IamIrene − INFO: Are Becky and Teresa both meeting you at the parking lot? Or are you being asked to drive somewhere else to pick up Teresa? Also, do you have a car that can easily accommodate 4?
goldenfingernails − YWBTA. I don’t think this is a hill to die on. It’s rude of Becky not telling you about Theresa. That’s an assumption she shouldn’t have made. However, it’s 5 minutes away and these are coworkers.
Privately tell Becky that you need to know if other people are coming. What if a seat had been taken up with boxes, food, etc or you decided to pick someone else up? Theresa would have been SOL. It was thoughtless of Becky but I don’t believe get the sense she was intentionally being rude.
Tiny_Brush_7137 − YTA. It’s a 5 minute drive. As long as you have a seat be helpful and meet somebody new.
VanyelStefan − Yta, if the other person is going to be there with the person you’re already picking up, what does it matter? It’s just a quick ride and it’s not like they’re bringing 5 other people with them.
Is the Redditor justified in feeling upset and considering changing plans, or is she being unreasonable for not wanting to drive Becky and Theresa to the party? How would you handle this situation? Share your thoughts below!
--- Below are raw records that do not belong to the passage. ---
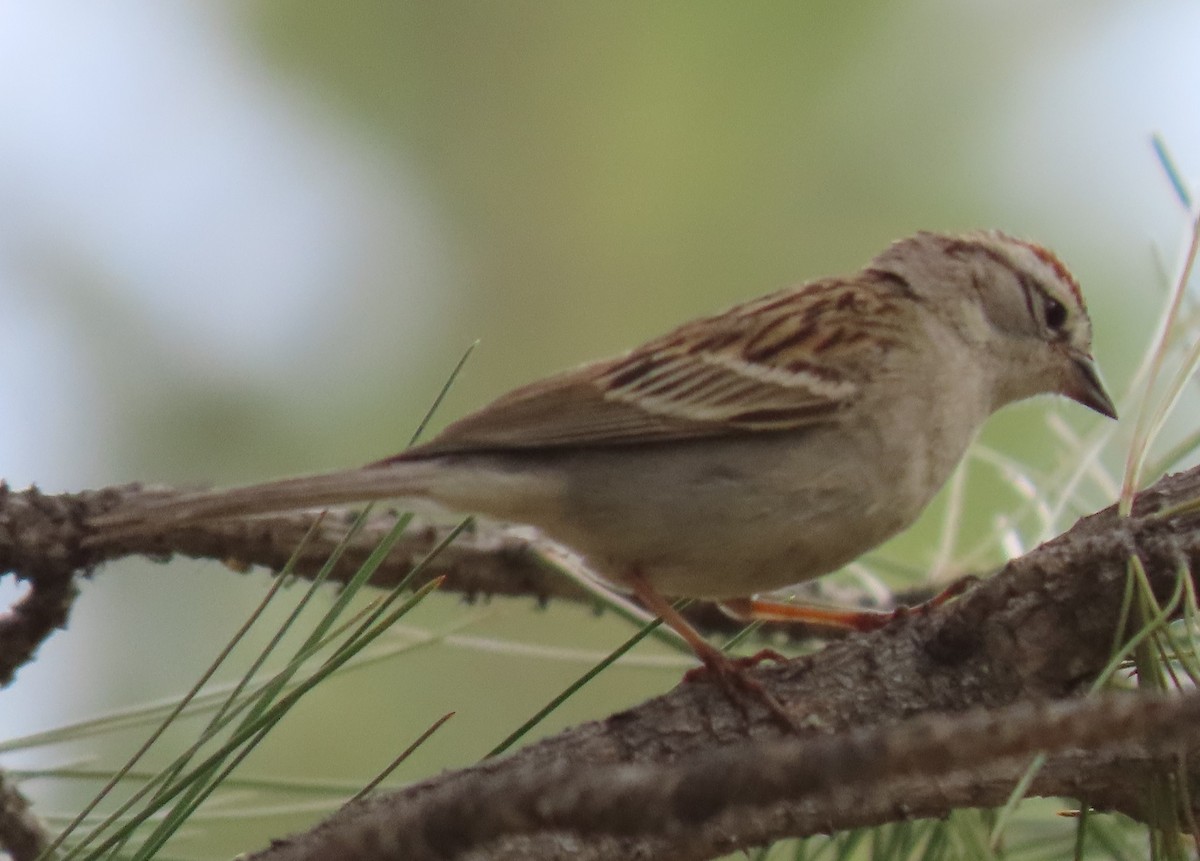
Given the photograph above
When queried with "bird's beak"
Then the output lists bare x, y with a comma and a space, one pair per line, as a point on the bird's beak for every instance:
1084, 386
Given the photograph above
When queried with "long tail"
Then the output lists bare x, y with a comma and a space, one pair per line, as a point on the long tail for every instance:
367, 483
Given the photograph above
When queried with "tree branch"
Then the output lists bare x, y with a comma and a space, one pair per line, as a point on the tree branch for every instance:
1041, 630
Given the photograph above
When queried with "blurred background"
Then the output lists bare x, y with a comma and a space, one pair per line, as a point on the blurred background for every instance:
246, 240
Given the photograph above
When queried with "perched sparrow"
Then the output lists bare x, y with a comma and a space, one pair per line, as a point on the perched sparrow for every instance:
747, 451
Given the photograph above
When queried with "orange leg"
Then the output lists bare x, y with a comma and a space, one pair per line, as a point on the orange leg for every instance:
729, 673
833, 618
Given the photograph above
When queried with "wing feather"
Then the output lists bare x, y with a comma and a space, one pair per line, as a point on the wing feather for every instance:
785, 361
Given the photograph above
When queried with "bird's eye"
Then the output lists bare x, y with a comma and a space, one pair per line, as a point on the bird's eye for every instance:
1055, 313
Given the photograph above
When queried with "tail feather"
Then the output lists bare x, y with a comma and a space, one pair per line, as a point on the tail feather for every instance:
391, 481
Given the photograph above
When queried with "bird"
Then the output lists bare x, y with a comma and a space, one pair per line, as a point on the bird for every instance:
749, 450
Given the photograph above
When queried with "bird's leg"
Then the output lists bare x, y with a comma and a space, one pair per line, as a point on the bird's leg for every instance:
729, 673
762, 609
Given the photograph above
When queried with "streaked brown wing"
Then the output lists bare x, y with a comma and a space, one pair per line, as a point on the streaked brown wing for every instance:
761, 366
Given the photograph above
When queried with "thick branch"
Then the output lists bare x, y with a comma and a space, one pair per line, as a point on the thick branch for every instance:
1041, 630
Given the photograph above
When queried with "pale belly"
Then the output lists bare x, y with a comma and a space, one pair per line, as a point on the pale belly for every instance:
713, 521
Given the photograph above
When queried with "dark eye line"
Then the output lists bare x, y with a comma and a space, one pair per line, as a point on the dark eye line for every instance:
1054, 313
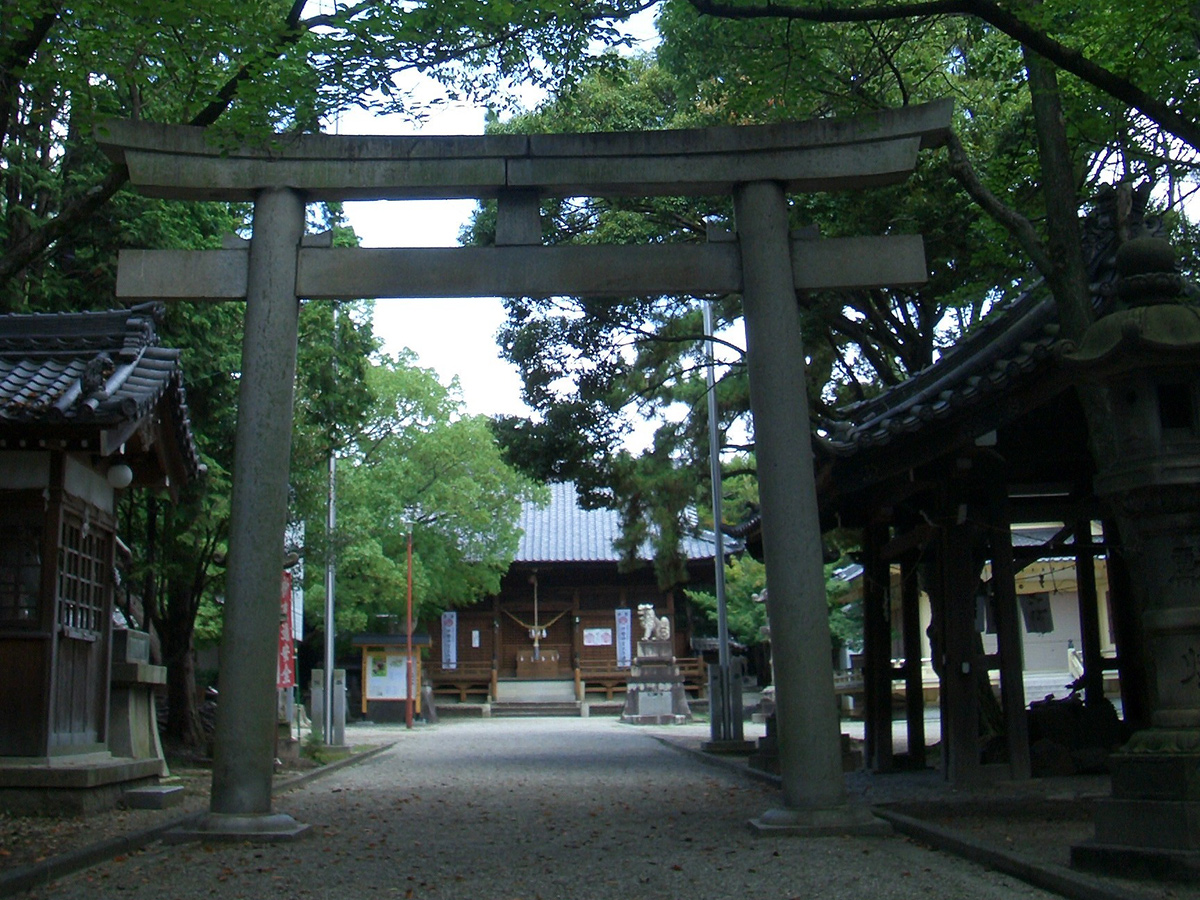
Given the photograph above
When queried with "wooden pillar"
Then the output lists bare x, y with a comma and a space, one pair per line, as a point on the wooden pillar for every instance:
1089, 613
1008, 635
877, 651
915, 688
576, 631
960, 703
497, 639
INFO: Did I miss any mention of how they would get back from the party? I see that Becky’s car will be in the work parking lot so I assume that there will need to be coordination to get the two additional passengers somewhere after the party.
Personally I don’t see the problem with adding a person to the drive from work to the party, though in not checking with you first there was a possibility that the car was already full. This should be mentioned as a . However the issue of what happens after the party ends, or when someone has to / wants to leave seems to need to be addressed. This too can be discussed before going in so that there are no surprises.
NTA! It’s rude of them to assume you can take another person. They can drive together, problem solved. I’d say sorry that something came up and you’ll be barely able to make it to the party on time yourself, no time to stop.